Seasonal Allergies to Anticipate Throughout the Year

Feb 18, 2019 Disease 184 Views
Seasonal Allergies

Seasonal Allergies

Seasonal allergies, also known as hay fever, happen when your immune system wrongly reacts or overreacts to an outdoor allergen, particularly pollen. There are some terms popularly used to refer to these allergies. They include pollen allergy or allergic rhinitis. However, the signs are particular. The allergic reactions occur in one specific season. A report from the American Academy of Allergy, Asthma & Immunology notes that about 8% of American experiences this type of allergy.

Seasonal Allergies: Different Types and Causes

As the name suggests, hay fever is related to certain species of plant that release pollen into the air. The powder then triggers allergic reactions in high-risk individuals. The following are some common causes of seasonal allergies about the season of the year:


Seasonal Allergies

Seasonal Allergies

This is one of the most common airborne allergens. Birch releases pollen during the spring when the trees bloom. The wind then scatters the pollen grains. The pollen grains may travel up to a radius of 100 yards. Other allergenic trees during winter include alder, oak, chestnut, willow, cedar, and poplar tree. Oak pollen is especially interesting. Despite relatively mild allergenic properties, the powder stays in the air longer. As a result, it may cause severe allergic reactions.


In summer months, grass pollen is one of the most common causes of allergic reactions. Grass pollen may cause difficult-to-treat symptoms of seasonal allergies. Individuals prone to allergic should stay away from grasses like timothy grass, ryegrass, Bermuda grass, orchard grass, Kentucky bluegrass, Johnson grass, Sweet vernal grass, and certain weeds that release pollen in summer months.


Fall is also known as ragweed seasons. However, allergy-prone individuals should pay cautions to ragweed plants from the late spring to fall months. The plan pollens are particularly active during these months.  The pollen can travel hundreds of miles and stay in the air longer.

There are more than 40 species of ragweed plants, and they most commonly thrive in temperate regions of South and North America. Other plants that should be anticipated during fall months include mugworts, fat hens, nettles, plantains, and sorrels.


In winter months, most of the outdoor allergens are dormant. However, allergy-prone individuals should anticipate indoor allergens such as pet dander, dust mites, mold, and cockroaches. Fortunately, indoor allergens are relatively easier to control than outdoor allergens are.

Seasonal Allergies: Symptoms and Diagnosis

The symptoms of seasonal allergies vary, depending upon your immune system. The most common symptoms include the following:

  • Nasal congestion
  • Cough and scratchy throat
  • Itchy watery eyes and noses
  • Sinus pressure
  • Swollen skin beneath the eyes. The color may be bluish
  • Decreased sense of smell and taste
  • Asthmatic reactions

As the pollen allergies happen only at a specific season of the year, they are easier to diagnose than other types of allergy are. However, make sure to visit your doctor or an allergist for diagnosis. The doctor will usually check your nose, ear, skin, throat before making a diagnosis. Make sure to tell the doctor your medical history about the symptoms. Accordingly, the doctor can make an accurate diagnosis and prescribe the right treatment.

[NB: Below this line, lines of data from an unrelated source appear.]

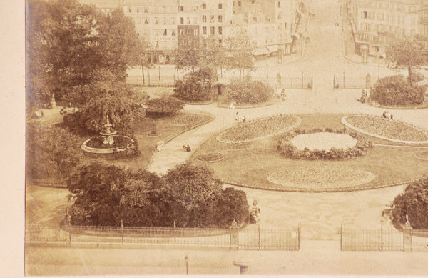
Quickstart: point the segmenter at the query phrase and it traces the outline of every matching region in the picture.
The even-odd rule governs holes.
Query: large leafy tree
[[[428,229],[428,176],[412,182],[394,199],[393,222],[406,222],[406,215],[414,229]]]
[[[215,74],[217,69],[220,68],[220,76],[223,77],[223,69],[227,63],[225,54],[225,47],[218,42],[217,37],[210,36],[204,39],[200,47],[201,68],[213,68]]]
[[[71,197],[75,199],[69,210],[71,224],[120,224],[117,207],[127,178],[126,173],[116,166],[95,163],[77,169],[68,182]]]
[[[108,16],[76,0],[29,0],[27,14],[30,104],[40,106],[52,94],[57,99],[76,95],[80,86],[105,79],[106,71],[111,79],[125,81],[138,39],[123,11]]]
[[[199,66],[200,61],[200,50],[198,46],[195,46],[190,41],[185,41],[179,47],[173,52],[174,64],[177,69],[177,77],[178,76],[178,70],[192,69],[195,71],[195,68]]]
[[[399,38],[394,40],[387,49],[387,57],[397,66],[407,69],[409,81],[413,82],[412,70],[428,62],[427,55],[424,54],[424,40],[421,36]]]
[[[26,129],[26,177],[64,182],[80,164],[81,139],[66,129],[30,122]]]
[[[255,69],[251,54],[255,45],[245,30],[235,29],[225,40],[225,44],[227,66],[238,69],[240,79],[242,79],[245,70],[253,71]]]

Seasonal Allergies: Treatment and Prevention

Regardless of the type of allergies, treatment is commonly the same. The most common medications for allergic reactions include:

  • Antihistamines, such as diphenhydramine and cetirizine. These medications work to counter the effect of histamine – a type of substance that leads to itchy watery eyes and noses.
  • Decongestants, such as oxymetazoline and pseudoephedrine. These medications are available in a capsule or spray form. They work to reduce swelling beneath the eyes and reduce sinus discomfort. However, nasal decongestants are not intended for long-term use, since they can make the symptoms even worse.
  • Nasal steroids can help in addressing swelling and mucus production. These medications are more effective when combined with antihistamines.
  • Immunotherapy or allergy shots may be recommended for patients, who do not respond to over-the-counter medications. They involve a series of injection. Immunotherapy works to modify the response of the immune system to allergens.

The best treatment for hay fever is to avoid allergen exposure. This may be difficult to do since the pollens are airborne. The following tips may help minimize the risk of exposure:

  • Stay indoors on windy days, particularly between 5:00 to 10.00 am. The best time to do outdoor activities is late afternoon or after a heavy rain.
  • Have others do gardening tasks during the peak seasons
  • Close the windows of your home and car during the peak season.
  • Wear a dust mask, should you have to do outdoor activities

Prevention and proper control over seasonal allergies are necessary. Severe allergies may lead to more severe problems, such as asthma and sinusitis. Therefore, make sure to minimize your contacts with the allergens.